When TDS is to be collected:
Payment or credit in books whichever is earlier i.e. like other normal TDS provisions.
When TDS is to be deposited with the Govt.
TDS is to be deposited up to 7th of the Next month i.e. for April – 7th May etc, for March – 30th April
When TDS return is to be filed with the Govt.
TDS return is to be filed within one month succeeding the quarter. i.e. for April to June – 31th July and so on.
Difference between TDS (Section 194Q) v. TCS (Section 206C(1H)
|Applicability on||Purchase / Payment whichever is earlier||Receipt|
|Return filing period||1 month after end of quarter (2 months after end of quarter for Q4)||15 days after end of quarter|
|Who will prevail if both applicable||TDS will prevail||TCS will NOT prevail|
After reading this article, it looks so simple. However, there will be lot many practical difficulties once it will become operational. Some issues highlighted below
- Many taxpayers are charging TCS on invoice and also making the payment of the same on the basis of invoice. Legally it should be on receipt only.
Suppose, you have sales of Rs. 1 Crore to Mr. X, you have charged and paid TCS on Rs. 50 Lacs in F Y 20-21. Amount received only Rs. 30 Lacs. Balance received in F Y 21-22. So ideally, no TCS liability in F Y 20-21. In F Y 21-22 TCS liability will be on Rs. 20 Lacs only i.e. value exceeding Rs. 50 Lacs. So total TCS liability will be on Rs. 20 Lacs only and that to in F Y 21-22.

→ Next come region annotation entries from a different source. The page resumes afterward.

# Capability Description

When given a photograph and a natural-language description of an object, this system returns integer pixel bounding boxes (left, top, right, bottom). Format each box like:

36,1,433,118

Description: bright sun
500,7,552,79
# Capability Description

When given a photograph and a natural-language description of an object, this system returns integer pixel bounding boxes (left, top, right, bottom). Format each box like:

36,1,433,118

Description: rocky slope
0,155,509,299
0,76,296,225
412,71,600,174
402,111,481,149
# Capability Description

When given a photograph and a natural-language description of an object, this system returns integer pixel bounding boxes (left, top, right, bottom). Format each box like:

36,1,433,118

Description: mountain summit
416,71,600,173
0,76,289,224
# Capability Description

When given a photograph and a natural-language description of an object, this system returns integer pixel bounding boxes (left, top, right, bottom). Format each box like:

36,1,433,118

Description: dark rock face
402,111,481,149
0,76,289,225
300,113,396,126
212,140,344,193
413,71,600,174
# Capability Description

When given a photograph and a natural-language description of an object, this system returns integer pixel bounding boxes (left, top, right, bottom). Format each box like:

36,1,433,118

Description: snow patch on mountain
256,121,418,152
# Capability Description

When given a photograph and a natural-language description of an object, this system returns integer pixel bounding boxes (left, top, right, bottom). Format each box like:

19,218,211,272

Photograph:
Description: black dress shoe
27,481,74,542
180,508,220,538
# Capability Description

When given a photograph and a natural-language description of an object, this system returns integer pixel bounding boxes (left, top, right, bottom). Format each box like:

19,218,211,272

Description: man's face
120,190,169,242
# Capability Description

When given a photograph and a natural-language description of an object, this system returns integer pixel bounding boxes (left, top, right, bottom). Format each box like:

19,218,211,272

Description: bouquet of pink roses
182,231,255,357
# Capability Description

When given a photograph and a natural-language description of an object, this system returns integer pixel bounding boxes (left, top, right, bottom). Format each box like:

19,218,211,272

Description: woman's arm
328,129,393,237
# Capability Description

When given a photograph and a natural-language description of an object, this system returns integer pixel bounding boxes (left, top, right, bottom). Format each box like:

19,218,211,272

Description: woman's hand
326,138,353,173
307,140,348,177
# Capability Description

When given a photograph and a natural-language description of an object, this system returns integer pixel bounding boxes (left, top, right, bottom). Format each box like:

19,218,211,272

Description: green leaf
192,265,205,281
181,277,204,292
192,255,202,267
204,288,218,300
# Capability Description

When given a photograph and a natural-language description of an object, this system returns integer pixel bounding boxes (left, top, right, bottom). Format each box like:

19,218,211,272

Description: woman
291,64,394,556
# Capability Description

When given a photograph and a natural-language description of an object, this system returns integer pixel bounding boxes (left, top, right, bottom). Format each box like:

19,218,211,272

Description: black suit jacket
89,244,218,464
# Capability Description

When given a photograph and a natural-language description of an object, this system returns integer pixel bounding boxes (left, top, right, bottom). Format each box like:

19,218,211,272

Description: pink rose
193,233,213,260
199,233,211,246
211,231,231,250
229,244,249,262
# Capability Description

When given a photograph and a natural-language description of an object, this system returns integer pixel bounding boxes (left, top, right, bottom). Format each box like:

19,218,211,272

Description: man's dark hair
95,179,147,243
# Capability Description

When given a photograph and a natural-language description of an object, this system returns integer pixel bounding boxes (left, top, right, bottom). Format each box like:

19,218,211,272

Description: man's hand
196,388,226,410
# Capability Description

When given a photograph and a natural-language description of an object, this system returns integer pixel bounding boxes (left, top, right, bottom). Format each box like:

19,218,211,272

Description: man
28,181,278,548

You have paid in excess in F Y 20-21 but unpaid in F Y 21-22. So what will be the course of action taken by the officer….
- Now suppose, you are following correct method i.e. paying TCS on receipt only. Now assume balance of debtors is Rs. 60 Lacs as at March 2021.
In F Y 21-22, there is sales of Rs. 80 Lacs and receipt of Rs. 140 Lacs i.e. current sales plus earlier outstanding. And buyer is also liable for TDS u/s 194Q. So buyer will deduct TDS on Rs. 30 Lacs i.e. purchase of goods exceeding Rs. 50 Lacs. That’s fine.
However, as a seller, what will be responsibility.
- Will it be on Rs. 90 Lacs (140 receipt – 50 threshold limit)?
- Will it be on Rs. 60 Lacs (90 Lacs your liability (140 receipt less 50 threshold) less 30 liability of buyer)
- Will it be on Rs. 30 Lacs (60 (140 receipt less liability on 80 by purchaser) less 30 actual liability of buyer)
- Or any other combination
Disclaimer: This write up is not intended to be a professional advice to anyone, therefore neither the Author nor the Organization accepts any responsibility whatsoever and hence no liability can arise for any losses, claims or due to the contents of this write up.